One Play Review #1 - Reykholt
- gembickis
- 2019-05-20
- 3 min. skaitymo
Atnaujinta: 2019-08-01

Reykholt is a worker placement game about farming vegetables. It is also a racing game... Putting those two themes together sounds completely bonkers, but damn if it isn't a smooth flowing, fun and tense experience.
In Reykholt each player gets three workers and, by placing one worker per turn, gets to choose an action. These are divided into 5 different sections: Get vegetables, Get greenhouses, Seed the vegetables in the greenhouses, Harvest some of the vegetables already seeded the greenhouses or do one of the special actions like obtaining a bonus card or discarding a vegetable/greenhouse to get something else.
The main objective of the game is to collect enough vegetables to advance onto the next space of the Tourist track - a set of tables each requiring a higher cost to progress, with the person who gets the furthest on the last round winning the game.
And that's pretty much all you need to know to play the game, it is a wonderfully simple and elegant game that was explained to us in about five minutes and we felt comfortable enough to get straight into it, even if it did take a few turns to properly click.
The first thing you will probably notice about Reykholt is that it is a looker of a game. The artwork is superb, the wooden resources are all beautifully designed and actually resemble the vegetables they represent instead of just being coloured cubes, and the game even comes with these nice boxes to put all the resources into. Of course, art is not the most important factor in a game, but I feel like here it really helps the theme come out better.
Mechanically it's also a pretty tight game with you having to think at least a move or two ahead to make sure you've got the vegetables needed to advance further on the track. My impression from the game we played is that there are also multiple paths to victory as one of our players focused on getting greenhouses and seeding to build himself an engine and get as many resources as possible, while I went for a completely different strategy and focused solely on advancing on the track. In the end I finished just one table behind that other player and even that was solely down to a mistake I made in the last turn.
However, my favourite mechanic in Reykholt by far, is that once per turn you are allowed to advance one table space without paying the resources and instead collecting the vegetables you would have paid from the stock pile. In the racing games I played, it is far too easy to end up with a runaway winner where there are still a few turns left, but the outcome is already obvious making it an incredibly demotivating experience for other players. Simply by introducing that one mechanic Reykholt seems to avoid that problem and, even as we were scoring the last turn, we were still unsure who would come out on top and ended the game within only a few spaces from one another.

As I've probably made quite obvious, I really enjoyed Reykholt, however I do have one concern which is preventing me from buying it for my collection straight away, and that is whether or not the game may become repetitive after a few more plays.

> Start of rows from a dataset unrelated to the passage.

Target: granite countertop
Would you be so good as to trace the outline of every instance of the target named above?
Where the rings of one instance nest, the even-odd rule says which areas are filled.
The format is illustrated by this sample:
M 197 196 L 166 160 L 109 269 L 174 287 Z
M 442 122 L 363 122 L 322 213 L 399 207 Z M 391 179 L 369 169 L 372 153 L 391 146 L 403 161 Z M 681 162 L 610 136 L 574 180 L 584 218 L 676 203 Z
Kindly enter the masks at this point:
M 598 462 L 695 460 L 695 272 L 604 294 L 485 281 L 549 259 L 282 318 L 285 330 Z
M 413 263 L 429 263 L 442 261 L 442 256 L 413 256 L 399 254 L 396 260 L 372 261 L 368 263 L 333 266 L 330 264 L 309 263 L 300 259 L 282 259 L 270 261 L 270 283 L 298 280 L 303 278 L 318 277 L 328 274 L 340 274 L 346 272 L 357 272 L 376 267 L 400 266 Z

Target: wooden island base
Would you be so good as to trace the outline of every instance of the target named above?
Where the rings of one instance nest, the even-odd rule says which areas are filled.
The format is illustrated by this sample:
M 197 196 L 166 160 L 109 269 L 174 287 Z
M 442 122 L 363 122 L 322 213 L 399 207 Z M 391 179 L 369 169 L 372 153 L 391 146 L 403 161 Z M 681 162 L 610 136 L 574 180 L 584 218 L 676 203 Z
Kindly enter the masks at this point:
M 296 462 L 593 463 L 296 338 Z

I could definitely see people settling into the same, optimal strategies as they get more familiar with the game and the whole experience becoming less about planning ahead and more just going through same motions over and over again. I believe that should be somewhat mitigated by the different bonus cards, but that's only one of the many possible actions in the game (we only used it once), the rest of your options always stay the same and I don't think there's quite enough of them to make every game feel uniquely different. I'm sure some people will lynch me for just for thinking it, but I do believe this is a game that could really use some randomness in it, something to make people think on the fly and shake up the strategies.

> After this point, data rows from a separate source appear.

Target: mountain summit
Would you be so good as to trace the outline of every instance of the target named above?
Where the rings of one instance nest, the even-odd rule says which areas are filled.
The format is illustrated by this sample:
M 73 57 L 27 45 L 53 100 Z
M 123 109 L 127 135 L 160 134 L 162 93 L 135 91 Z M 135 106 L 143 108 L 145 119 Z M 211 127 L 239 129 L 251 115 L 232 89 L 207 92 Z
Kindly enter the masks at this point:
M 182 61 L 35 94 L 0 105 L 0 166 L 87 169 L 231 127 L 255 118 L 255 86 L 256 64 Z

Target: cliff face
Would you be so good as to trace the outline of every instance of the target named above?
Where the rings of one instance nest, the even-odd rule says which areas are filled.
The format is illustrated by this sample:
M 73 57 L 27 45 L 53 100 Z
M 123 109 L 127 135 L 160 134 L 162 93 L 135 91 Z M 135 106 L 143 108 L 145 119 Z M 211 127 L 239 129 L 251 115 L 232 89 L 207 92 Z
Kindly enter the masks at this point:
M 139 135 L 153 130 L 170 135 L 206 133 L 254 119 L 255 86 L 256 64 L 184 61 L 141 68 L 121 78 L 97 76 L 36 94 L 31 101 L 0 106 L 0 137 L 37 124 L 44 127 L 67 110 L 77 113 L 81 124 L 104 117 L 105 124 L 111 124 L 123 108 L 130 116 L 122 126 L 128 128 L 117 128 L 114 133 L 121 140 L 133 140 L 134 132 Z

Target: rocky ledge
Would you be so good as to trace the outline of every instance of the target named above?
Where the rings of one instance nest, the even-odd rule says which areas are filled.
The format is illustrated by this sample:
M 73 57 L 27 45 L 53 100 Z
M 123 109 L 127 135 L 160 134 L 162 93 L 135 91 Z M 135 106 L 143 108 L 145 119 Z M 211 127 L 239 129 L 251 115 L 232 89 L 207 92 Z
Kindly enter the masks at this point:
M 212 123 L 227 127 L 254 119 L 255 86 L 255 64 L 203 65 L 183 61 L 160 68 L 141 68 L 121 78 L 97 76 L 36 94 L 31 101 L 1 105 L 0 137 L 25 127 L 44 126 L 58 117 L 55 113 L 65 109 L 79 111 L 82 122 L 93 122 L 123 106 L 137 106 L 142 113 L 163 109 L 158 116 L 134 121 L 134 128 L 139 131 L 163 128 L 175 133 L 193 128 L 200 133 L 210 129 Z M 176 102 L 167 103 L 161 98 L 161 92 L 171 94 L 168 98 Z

I should also mention that the game comes with a Story Mode, which we obviously didn't get to try, but I imagine it would definitely add to the replayability of the game.
Reykholt was the first Uwe Rosenberg I've played and I definitely enjoyed my time with it. It flowed smoothly, the theme came through greatly and the game ended in a tight race to the finish. I'm still on the fence about buying it for myself, but it definitely got me interested in trying more games from the same designer.